Melissa huffed out a sigh, ready for the conversation to be over. Ashley’s comments struck a little too close to the bone. “What would you suggest I do?” she asked, going against her own decision to change the subject. “Shall I just cut some poor, unsuspecting guy out of the herd, throw him down on the ground and hog-tie him?” She pretended to ponder the plan. “He’d have to be a pretty slow runner, of course.”

Ashley gave a soft hoot of laughter at that. The woman twinkled all over, like a tree bedecked with fairy lights. Was it even legal to be that happy?
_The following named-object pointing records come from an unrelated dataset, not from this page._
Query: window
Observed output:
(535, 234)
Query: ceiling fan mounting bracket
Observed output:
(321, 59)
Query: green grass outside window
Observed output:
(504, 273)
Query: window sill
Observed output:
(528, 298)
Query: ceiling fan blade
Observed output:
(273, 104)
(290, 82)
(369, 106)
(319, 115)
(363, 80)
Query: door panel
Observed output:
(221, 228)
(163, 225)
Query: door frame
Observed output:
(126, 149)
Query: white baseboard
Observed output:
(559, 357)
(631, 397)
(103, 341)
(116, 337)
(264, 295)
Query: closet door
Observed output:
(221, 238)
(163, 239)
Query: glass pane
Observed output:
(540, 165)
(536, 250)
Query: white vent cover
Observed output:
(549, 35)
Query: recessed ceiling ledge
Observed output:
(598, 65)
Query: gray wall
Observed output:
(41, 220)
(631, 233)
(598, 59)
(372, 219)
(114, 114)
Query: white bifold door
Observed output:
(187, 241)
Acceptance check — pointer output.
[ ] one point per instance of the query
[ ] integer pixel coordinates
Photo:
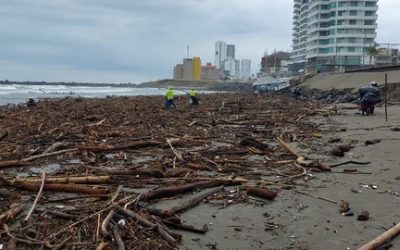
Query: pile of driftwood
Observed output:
(86, 173)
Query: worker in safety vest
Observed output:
(192, 98)
(169, 98)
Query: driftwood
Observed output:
(186, 204)
(105, 223)
(69, 188)
(37, 197)
(76, 180)
(172, 191)
(301, 159)
(14, 210)
(381, 239)
(147, 223)
(262, 192)
(177, 224)
(117, 238)
(133, 145)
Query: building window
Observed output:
(369, 13)
(369, 22)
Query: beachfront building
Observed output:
(189, 70)
(220, 54)
(331, 35)
(230, 51)
(210, 72)
(245, 69)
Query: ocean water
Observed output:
(18, 93)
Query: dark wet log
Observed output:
(144, 222)
(102, 245)
(133, 145)
(104, 224)
(14, 210)
(118, 239)
(381, 239)
(76, 179)
(184, 205)
(12, 164)
(175, 190)
(68, 188)
(301, 159)
(262, 192)
(180, 226)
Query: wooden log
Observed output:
(37, 198)
(105, 223)
(14, 210)
(301, 159)
(381, 239)
(262, 192)
(186, 204)
(132, 145)
(118, 238)
(11, 164)
(187, 228)
(175, 190)
(76, 179)
(144, 222)
(68, 188)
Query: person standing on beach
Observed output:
(169, 98)
(192, 98)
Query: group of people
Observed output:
(369, 97)
(169, 98)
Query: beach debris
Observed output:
(117, 157)
(372, 142)
(262, 192)
(363, 216)
(370, 186)
(344, 206)
(382, 239)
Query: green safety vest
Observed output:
(169, 94)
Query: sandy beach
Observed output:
(229, 138)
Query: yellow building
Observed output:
(196, 70)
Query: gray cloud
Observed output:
(125, 40)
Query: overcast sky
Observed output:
(141, 40)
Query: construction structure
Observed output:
(189, 70)
(331, 35)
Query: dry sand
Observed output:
(304, 222)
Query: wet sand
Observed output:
(304, 222)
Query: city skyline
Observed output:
(129, 41)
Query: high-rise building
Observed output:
(230, 51)
(245, 69)
(189, 70)
(220, 54)
(209, 72)
(230, 67)
(196, 70)
(333, 33)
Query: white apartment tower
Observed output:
(333, 32)
(245, 69)
(220, 54)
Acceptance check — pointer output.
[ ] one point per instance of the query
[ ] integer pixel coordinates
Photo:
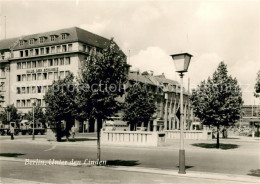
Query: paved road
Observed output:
(236, 161)
(18, 173)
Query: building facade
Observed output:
(29, 65)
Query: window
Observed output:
(50, 75)
(19, 65)
(44, 89)
(28, 103)
(55, 75)
(52, 49)
(64, 48)
(58, 49)
(41, 39)
(61, 61)
(47, 50)
(33, 64)
(70, 47)
(23, 90)
(18, 103)
(39, 76)
(28, 90)
(29, 64)
(52, 37)
(63, 36)
(39, 89)
(39, 63)
(33, 89)
(24, 65)
(45, 63)
(67, 73)
(23, 103)
(67, 61)
(44, 76)
(50, 62)
(39, 102)
(56, 62)
(18, 78)
(31, 41)
(24, 77)
(42, 51)
(36, 52)
(31, 52)
(34, 76)
(21, 42)
(62, 74)
(29, 77)
(18, 90)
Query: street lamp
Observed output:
(33, 102)
(166, 97)
(181, 62)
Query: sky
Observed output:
(150, 31)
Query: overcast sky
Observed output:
(212, 31)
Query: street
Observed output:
(234, 161)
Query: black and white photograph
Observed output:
(129, 92)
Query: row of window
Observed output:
(42, 76)
(32, 89)
(42, 39)
(44, 63)
(27, 103)
(46, 50)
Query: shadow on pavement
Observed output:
(11, 154)
(213, 146)
(77, 140)
(187, 166)
(122, 162)
(254, 172)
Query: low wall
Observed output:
(189, 134)
(132, 138)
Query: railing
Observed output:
(189, 134)
(132, 138)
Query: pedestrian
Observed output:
(73, 131)
(12, 132)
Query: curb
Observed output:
(189, 174)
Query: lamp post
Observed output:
(33, 102)
(166, 97)
(181, 62)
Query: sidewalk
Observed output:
(109, 174)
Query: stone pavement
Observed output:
(15, 171)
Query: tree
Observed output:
(39, 115)
(101, 81)
(61, 105)
(14, 115)
(218, 100)
(1, 96)
(139, 106)
(257, 85)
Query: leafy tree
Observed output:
(14, 115)
(139, 106)
(101, 81)
(218, 100)
(257, 85)
(39, 115)
(1, 96)
(61, 106)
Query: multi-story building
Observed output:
(29, 64)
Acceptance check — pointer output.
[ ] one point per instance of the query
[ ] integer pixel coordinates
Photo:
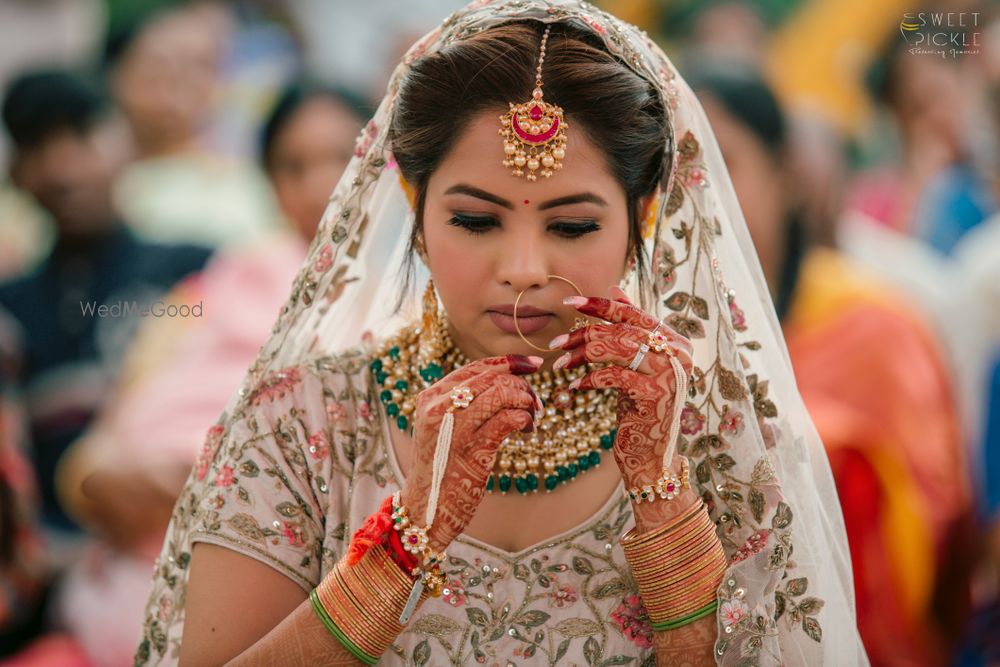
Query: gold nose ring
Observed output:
(517, 327)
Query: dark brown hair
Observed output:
(618, 110)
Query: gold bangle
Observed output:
(656, 557)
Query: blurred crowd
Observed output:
(166, 164)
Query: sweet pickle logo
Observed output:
(943, 34)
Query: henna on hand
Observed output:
(502, 403)
(646, 395)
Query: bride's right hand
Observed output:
(502, 403)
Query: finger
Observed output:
(612, 311)
(632, 384)
(679, 345)
(498, 397)
(580, 336)
(615, 333)
(619, 350)
(490, 392)
(618, 294)
(503, 423)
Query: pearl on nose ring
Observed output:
(517, 327)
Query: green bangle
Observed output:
(338, 634)
(684, 620)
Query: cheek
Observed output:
(597, 262)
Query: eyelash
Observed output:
(482, 224)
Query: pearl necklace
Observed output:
(573, 429)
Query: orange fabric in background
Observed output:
(875, 384)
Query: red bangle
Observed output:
(402, 557)
(377, 530)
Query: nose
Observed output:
(522, 263)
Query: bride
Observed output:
(583, 445)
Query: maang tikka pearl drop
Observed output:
(534, 132)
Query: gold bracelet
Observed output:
(677, 567)
(632, 539)
(691, 543)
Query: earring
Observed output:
(431, 343)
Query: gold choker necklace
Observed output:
(573, 429)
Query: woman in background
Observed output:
(124, 475)
(874, 381)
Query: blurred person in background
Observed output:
(933, 191)
(123, 476)
(873, 380)
(21, 565)
(165, 75)
(978, 294)
(66, 155)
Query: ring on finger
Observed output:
(639, 355)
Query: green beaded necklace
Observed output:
(572, 431)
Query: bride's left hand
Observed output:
(646, 395)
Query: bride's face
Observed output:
(490, 235)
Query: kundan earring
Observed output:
(534, 132)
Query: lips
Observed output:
(529, 318)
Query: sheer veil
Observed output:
(788, 596)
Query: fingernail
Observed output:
(561, 362)
(558, 341)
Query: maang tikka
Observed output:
(534, 132)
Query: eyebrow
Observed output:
(583, 197)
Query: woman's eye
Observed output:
(576, 229)
(474, 224)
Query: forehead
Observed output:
(476, 158)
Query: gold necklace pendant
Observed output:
(571, 432)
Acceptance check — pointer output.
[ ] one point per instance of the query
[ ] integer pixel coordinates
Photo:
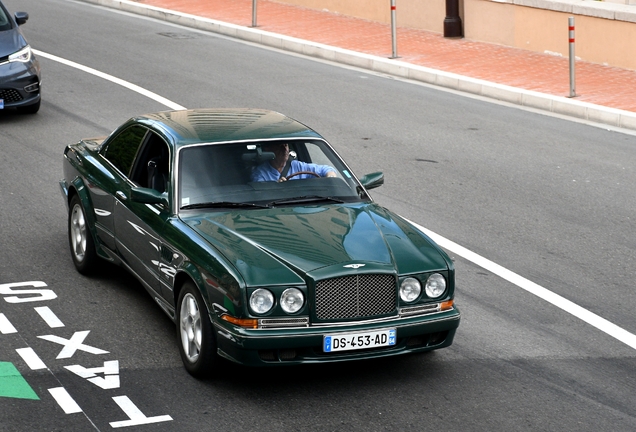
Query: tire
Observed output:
(197, 344)
(30, 109)
(80, 239)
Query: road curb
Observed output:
(531, 99)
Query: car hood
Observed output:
(280, 245)
(10, 42)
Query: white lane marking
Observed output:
(134, 414)
(49, 317)
(5, 325)
(31, 358)
(73, 344)
(533, 288)
(64, 400)
(543, 293)
(121, 82)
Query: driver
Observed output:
(273, 170)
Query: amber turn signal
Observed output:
(241, 322)
(446, 305)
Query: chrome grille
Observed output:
(355, 296)
(10, 95)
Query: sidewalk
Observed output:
(601, 90)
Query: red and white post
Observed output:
(572, 56)
(393, 30)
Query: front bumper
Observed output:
(20, 84)
(304, 345)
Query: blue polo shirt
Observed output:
(266, 172)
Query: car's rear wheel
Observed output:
(197, 344)
(80, 239)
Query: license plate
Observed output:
(355, 341)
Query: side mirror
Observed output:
(21, 17)
(148, 196)
(372, 180)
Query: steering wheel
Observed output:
(302, 172)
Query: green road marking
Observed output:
(12, 384)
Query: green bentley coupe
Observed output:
(257, 239)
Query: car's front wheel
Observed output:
(80, 239)
(197, 344)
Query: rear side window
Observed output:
(5, 22)
(122, 149)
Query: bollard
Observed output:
(393, 30)
(452, 22)
(572, 56)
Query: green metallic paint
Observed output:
(228, 253)
(307, 238)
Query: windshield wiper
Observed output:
(222, 204)
(305, 199)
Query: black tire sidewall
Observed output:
(204, 365)
(86, 265)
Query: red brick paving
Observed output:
(597, 84)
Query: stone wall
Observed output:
(605, 30)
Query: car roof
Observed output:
(184, 127)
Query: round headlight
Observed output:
(292, 300)
(410, 289)
(435, 285)
(261, 301)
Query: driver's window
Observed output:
(151, 168)
(122, 148)
(318, 156)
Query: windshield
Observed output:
(272, 173)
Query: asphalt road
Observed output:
(549, 199)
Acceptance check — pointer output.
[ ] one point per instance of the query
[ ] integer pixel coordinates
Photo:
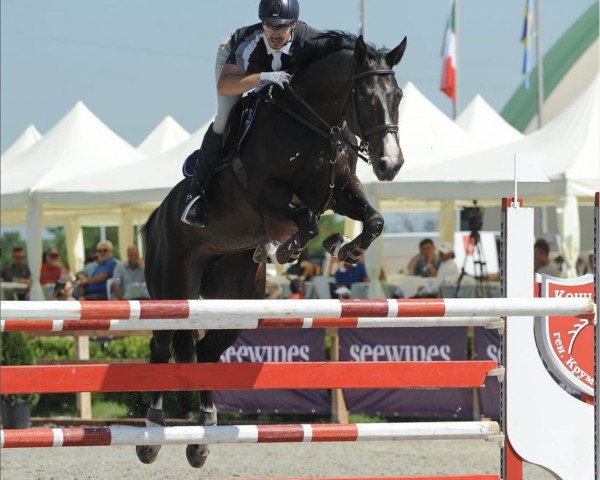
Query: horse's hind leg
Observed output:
(234, 276)
(159, 353)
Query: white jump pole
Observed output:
(543, 423)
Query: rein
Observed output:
(338, 136)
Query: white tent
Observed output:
(486, 125)
(571, 146)
(29, 137)
(79, 143)
(134, 183)
(427, 135)
(167, 135)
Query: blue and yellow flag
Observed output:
(527, 39)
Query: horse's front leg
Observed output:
(308, 228)
(160, 352)
(208, 350)
(352, 202)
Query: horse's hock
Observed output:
(567, 449)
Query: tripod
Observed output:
(479, 266)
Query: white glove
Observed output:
(279, 78)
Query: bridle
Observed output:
(339, 136)
(384, 127)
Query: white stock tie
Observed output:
(276, 63)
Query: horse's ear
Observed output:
(394, 56)
(360, 51)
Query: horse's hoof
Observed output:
(284, 256)
(147, 453)
(347, 255)
(197, 455)
(266, 252)
(334, 243)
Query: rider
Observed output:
(250, 56)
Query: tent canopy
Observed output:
(80, 143)
(486, 125)
(571, 146)
(427, 135)
(167, 135)
(28, 138)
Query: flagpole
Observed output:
(540, 64)
(456, 74)
(363, 18)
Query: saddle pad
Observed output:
(248, 115)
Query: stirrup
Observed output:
(187, 217)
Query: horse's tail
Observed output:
(146, 228)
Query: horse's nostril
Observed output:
(384, 163)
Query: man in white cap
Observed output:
(447, 271)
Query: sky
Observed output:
(133, 62)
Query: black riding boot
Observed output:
(194, 212)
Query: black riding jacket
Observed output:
(248, 49)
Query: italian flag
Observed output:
(448, 82)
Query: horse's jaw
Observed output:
(386, 168)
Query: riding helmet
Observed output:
(278, 12)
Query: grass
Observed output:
(107, 409)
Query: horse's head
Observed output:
(376, 100)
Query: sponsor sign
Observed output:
(407, 344)
(277, 345)
(566, 343)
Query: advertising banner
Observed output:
(407, 344)
(277, 345)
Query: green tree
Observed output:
(8, 241)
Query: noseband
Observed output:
(385, 127)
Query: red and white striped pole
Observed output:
(353, 432)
“Do you know what your problem is, Melissa?” Ashley challenged, with a note of smugness in her tone.

“A twin sister with a penchant for minding my business instead of her own?” Melissa teased.

Ashley stopped smiling then, and the fairy lights dimmed a little. “Your whole life is geared to wins and losses. No gray areas for you—and you really don’t like to lose. When your relationship with Dan went under, you saw it as a personal defeat. After that, you were scared to try again.”

“Nonsense,” Melissa said, but her tone was decidedly hesitant.

“I was always the old-fashioned type,” Ashley maintained gently. “And you were always competitive. Because you weren’t the one to put an end to the whole thing, instead of Dan, you counted it as a rejection.”

Melissa’s throat tightened, and she swallowed, but it didn’t help. She didn’t have the words to contradict Ashley, or the conviction, either.

On some level, the breakup with Dan had left her with the idea that love worked for other people, but not for her.

Still holding Katie, Ashley stood, bent to kiss the top of Melissa’s head.